PM has alienated key allies, made 'authoritarian tendencies clear'
Japan's main opposition leader chided Prime Minister Shinzo Abe on Tuesday for conservative statements on wartime history and voiced fears he could be a "destabilizing" factor in East Asia.
On a visit to Washington, Banri Kaieda, president of the opposition Democratic Party of Japan, said on Tuesday that he remained fully committed to the country's past expressions of regret for its wartime behavior.
Kaieda said that Abe government's remarks and actions had alienated Japan's neighbors as well as its US and European allies by "fueling suspicions that Prime Minister Abe may be a historical revisionist".
"I clearly reject historical revisionism and will oppose it," Kaieda said at the Brookings Institution think tank, vowing that his party "will safeguard the mature democracy fostered by post-war Japanese society".

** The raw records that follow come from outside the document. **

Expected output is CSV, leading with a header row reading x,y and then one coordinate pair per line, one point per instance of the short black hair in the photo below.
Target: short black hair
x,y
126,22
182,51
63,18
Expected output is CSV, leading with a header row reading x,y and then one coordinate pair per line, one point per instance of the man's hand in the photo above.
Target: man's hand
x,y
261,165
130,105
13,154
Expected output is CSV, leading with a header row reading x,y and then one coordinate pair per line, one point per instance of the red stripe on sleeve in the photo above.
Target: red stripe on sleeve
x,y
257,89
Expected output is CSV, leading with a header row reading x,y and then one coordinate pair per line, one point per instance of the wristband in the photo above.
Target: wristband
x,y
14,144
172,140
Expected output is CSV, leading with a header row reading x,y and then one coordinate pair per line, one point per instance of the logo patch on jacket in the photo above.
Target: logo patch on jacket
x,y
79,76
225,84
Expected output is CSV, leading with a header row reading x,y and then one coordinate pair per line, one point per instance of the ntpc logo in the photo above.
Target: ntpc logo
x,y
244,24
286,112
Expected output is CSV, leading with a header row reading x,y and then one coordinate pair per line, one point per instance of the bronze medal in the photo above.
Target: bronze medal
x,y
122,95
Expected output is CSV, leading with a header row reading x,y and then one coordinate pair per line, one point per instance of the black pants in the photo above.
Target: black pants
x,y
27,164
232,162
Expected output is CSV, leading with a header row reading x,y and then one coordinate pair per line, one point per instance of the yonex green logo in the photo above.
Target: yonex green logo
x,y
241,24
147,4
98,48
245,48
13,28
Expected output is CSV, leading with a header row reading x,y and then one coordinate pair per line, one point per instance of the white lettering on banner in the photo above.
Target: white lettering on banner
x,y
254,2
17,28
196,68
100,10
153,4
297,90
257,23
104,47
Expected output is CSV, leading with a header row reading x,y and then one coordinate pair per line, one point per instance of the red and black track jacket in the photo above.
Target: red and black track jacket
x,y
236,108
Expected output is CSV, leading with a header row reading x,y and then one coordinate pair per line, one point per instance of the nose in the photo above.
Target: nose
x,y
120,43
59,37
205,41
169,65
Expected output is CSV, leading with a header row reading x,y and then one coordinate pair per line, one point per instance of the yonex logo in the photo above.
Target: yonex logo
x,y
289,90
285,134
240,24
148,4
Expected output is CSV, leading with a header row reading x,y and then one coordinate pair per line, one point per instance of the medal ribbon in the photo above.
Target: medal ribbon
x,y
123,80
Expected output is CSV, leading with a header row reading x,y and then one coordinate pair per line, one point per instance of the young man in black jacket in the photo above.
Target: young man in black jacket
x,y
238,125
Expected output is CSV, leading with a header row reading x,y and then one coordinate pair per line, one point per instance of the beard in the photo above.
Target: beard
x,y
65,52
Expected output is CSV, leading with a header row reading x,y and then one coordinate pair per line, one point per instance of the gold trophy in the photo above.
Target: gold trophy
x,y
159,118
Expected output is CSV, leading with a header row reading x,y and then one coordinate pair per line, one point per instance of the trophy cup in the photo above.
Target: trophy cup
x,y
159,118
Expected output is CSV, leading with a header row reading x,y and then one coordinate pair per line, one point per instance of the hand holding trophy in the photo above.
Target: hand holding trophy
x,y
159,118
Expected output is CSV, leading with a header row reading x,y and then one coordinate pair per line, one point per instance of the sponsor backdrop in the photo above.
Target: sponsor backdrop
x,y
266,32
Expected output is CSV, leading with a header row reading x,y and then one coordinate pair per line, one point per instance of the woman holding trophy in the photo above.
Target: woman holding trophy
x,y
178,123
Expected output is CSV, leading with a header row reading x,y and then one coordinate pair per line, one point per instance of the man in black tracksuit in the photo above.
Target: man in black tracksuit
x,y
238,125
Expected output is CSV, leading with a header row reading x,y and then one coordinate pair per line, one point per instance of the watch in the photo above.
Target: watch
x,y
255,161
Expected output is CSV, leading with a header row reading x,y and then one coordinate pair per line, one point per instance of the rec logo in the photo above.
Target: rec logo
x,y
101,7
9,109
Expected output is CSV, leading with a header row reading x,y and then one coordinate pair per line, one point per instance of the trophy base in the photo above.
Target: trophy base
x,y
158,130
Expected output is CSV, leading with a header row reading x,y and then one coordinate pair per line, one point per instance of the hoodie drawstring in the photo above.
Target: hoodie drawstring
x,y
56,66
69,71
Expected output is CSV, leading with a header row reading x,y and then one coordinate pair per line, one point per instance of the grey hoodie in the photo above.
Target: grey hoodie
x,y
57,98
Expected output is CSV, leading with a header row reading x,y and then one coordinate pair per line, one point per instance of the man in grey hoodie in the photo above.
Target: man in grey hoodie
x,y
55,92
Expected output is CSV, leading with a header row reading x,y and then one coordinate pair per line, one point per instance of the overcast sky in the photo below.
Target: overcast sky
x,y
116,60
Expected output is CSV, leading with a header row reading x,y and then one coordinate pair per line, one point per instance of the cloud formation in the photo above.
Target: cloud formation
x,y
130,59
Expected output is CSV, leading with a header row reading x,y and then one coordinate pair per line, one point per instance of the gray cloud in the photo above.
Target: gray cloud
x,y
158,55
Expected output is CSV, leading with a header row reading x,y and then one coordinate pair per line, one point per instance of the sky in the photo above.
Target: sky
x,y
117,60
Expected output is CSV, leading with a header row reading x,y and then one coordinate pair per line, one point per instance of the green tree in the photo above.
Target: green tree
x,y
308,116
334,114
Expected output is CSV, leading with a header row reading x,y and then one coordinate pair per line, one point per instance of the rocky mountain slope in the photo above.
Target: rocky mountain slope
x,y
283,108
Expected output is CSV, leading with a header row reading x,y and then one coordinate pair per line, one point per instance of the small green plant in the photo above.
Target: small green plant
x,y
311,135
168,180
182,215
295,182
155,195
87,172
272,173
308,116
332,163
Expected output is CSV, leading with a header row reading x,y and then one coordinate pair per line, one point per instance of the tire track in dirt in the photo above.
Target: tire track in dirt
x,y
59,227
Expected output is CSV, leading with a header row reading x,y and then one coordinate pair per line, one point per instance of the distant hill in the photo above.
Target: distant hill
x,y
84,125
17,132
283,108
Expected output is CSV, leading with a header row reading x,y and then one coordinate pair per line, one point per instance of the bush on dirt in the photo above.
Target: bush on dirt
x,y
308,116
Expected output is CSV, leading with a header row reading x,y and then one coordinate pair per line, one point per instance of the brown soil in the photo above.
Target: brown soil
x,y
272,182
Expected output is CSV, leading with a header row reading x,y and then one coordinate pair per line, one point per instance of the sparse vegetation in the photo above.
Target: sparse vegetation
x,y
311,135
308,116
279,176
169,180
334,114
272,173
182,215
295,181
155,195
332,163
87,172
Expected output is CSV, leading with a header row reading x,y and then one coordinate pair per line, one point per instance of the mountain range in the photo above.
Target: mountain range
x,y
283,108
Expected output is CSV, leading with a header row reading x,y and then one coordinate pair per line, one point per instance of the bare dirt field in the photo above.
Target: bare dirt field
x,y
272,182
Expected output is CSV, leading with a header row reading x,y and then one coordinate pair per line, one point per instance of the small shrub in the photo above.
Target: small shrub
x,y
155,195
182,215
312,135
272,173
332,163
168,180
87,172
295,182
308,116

"Domestically, the Abe administration has now made its authoritarian tendencies clear, and internationally, the Abe administration could move beyond the realm of healthy nationalism and become a destabilizing factor in East Asia," Kaieda said.
In December, Abe visited the Yasukuni Shrine, which honors 2.5 million Japanese war dead, including 14 convicted war criminals from World War II. The move outraged China and South Korea and led to a rare public rebuke by the United States, Japan's main ally.
Abe - whose grandfather was arrested, but not prosecuted as a war criminal - is known for his conservative views. While in opposition, he questioned whether imperial Japan forced women into sexual slavery, although he has since indicated he will not revoke a landmark 1993 apology to the "comfort women".